I have often thought that the saddest thing about Burma over the last few decades has been the lack of campus life for our university students. Campus life means a life in which young people can create their own world—or make the world their own. They have the freedom and the facilities to do so. Our young people in Burma have not had this freedom for the last few decades. University life has been shattered because of a perceived need to keep students in order. That’s not possible: everybody knows that students can’t be kept in order! So we shouldn’t spend our time on such a futile and really undesirable mission. I would like to see university life restored to Burma in all its glory. And I would be so grateful if my old university, the University of Oxford, could help to bring this about once again.

I would like our young people to know what it is to feel that the world belongs to them and they belong to the world. To be able to stand at the threshold of full adulthood in full confidence that they will be able to do their best for the world and in the belief that the world also wants to do the best for them.

Oxford taught me to value humankind, because when I was in Oxford I was the only student from Burma. I think I was the only Burmese person resident in the university for the first couple of years. And all my friends were non-Burmese—of course English students, but students from all over the world, from Ghana, from India, from Thailand, from Sri Lanka, from all over the world.

And I never felt that they were different from me. We were all the same: we were all students of this university, which has some magic that makes us feel that nothing separates us—neither religion, nor race, nor nationality, nor even different levels of excellence in academic affairs. 

Oxford is a place of tremendous broad-mindedness. Nobody discriminates against anybody else because he or she may be different, or may not have achieved as much as others.

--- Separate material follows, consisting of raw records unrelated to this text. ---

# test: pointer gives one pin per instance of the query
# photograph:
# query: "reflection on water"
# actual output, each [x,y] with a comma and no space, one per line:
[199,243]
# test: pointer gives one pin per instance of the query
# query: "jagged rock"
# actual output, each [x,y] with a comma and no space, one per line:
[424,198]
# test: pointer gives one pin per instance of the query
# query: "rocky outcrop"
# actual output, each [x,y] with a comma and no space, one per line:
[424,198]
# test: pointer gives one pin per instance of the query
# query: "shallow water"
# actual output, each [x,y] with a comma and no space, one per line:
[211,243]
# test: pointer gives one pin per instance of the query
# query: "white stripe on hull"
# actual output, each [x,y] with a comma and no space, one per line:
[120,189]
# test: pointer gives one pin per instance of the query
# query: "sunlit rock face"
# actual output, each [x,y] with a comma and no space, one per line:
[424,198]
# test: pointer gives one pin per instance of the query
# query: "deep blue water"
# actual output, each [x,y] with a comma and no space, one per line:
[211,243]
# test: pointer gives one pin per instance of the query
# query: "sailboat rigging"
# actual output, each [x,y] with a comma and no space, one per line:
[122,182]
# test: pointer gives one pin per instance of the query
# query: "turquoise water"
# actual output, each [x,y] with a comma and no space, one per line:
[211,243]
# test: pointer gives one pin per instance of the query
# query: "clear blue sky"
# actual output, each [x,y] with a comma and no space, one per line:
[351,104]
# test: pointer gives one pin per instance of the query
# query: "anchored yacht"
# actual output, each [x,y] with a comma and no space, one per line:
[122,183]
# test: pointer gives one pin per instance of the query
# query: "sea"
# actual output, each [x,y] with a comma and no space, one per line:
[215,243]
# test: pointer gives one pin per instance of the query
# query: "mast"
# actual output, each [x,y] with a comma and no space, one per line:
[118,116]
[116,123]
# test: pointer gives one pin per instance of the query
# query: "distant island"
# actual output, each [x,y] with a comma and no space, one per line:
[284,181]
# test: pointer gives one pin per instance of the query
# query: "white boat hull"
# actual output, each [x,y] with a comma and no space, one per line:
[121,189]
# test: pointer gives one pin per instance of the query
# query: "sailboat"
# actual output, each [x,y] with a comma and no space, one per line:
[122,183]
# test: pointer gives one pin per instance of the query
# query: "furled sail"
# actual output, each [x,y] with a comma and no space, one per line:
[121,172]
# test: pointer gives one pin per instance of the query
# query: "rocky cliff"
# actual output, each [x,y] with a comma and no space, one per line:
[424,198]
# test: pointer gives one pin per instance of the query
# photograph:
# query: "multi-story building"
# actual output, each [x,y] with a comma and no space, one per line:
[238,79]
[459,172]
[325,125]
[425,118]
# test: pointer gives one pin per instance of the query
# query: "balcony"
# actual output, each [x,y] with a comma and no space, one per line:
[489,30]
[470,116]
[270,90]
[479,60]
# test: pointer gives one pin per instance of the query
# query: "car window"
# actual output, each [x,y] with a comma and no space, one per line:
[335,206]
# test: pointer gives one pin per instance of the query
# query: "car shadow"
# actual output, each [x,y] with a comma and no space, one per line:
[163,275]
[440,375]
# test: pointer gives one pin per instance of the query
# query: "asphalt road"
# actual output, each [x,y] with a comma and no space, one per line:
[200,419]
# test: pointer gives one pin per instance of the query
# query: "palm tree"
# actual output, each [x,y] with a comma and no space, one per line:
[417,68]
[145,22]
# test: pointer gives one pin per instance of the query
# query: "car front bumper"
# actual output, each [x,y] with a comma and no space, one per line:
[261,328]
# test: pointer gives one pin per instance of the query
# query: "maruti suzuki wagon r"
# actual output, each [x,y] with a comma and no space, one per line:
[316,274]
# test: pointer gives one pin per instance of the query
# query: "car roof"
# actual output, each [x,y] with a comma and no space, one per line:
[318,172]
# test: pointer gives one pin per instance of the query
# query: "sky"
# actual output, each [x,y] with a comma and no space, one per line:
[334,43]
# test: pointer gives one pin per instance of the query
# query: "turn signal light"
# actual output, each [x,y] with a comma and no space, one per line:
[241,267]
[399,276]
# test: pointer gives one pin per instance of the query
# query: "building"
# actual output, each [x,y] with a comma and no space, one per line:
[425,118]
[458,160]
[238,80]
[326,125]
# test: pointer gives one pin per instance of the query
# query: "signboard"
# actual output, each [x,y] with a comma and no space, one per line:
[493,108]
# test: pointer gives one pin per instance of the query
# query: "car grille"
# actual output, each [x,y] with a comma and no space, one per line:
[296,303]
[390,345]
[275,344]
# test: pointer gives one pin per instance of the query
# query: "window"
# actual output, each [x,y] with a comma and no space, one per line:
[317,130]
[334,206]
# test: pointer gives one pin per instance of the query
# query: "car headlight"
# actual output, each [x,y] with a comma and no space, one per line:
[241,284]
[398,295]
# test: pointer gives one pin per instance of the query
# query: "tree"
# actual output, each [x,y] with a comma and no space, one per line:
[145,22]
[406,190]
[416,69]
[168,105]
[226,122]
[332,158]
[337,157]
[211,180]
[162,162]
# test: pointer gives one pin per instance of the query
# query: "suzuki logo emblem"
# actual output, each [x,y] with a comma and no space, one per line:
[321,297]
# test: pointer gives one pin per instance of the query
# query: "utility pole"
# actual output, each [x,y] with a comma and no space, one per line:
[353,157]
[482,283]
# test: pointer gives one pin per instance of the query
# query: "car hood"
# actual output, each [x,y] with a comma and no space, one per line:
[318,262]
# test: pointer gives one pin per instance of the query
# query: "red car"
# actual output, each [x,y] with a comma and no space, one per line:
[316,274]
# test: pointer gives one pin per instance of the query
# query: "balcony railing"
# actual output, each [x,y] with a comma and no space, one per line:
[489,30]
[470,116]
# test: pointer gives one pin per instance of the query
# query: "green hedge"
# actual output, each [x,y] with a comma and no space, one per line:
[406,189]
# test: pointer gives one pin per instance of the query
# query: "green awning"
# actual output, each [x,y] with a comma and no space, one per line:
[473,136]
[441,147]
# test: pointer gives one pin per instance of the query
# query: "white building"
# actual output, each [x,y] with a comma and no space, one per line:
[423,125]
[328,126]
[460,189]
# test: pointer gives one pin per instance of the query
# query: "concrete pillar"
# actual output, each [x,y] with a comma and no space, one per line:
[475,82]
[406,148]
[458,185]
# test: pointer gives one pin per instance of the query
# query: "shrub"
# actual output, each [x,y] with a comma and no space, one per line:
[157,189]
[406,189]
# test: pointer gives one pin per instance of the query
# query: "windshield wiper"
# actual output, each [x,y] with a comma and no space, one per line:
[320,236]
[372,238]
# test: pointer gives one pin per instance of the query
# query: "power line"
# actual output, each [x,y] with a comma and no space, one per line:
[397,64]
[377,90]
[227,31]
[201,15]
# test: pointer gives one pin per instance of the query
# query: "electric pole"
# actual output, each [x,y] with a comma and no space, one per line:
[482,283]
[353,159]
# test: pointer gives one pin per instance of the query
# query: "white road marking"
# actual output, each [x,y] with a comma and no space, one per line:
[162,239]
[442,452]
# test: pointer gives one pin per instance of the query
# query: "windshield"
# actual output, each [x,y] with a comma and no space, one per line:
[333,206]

Every human being is expected to have a value and a dignity of her kind or his kind.

And that’s why throughout the years when I was struggling for human rights in Burma I felt I was doing something of which my old university would have approved. And to feel the approval behind me has helped me a great deal.

An Emerging Research Agenda

As Burma has begun to change, scholars and staff members of the Ash Center for Democratic Governance and Innovation, at the Kennedy School, have begun to analyze the country’s severe economic problems and to recommend policy changes. Through the Rajawali Foundation Institute for Asia, which supports public-policy research, Ash Center affiliates have crafted a Myanmar Program with local partners, and have published papers on hydropower development projects with China, the pressing need for electrification, industrial policy reforms, and the urgent need to improve infrastructure and financial support for the country’s agricultural sector—suffering from decades of neglect, mismanagement, and adverse policy during the military dictatorship.

Among the Ash Center personnel involved in the research to date have been Daewoo professor of international affairs Anthony Saich (director of the Ash Center); David Dapice, economist for the center’s Vietnam program; Burbank professor of political economy Dwight Perkins; and Thomas Vallely, director of the Vietnam program.

Their early efforts may form the base for more extensive Harvard work in Burma.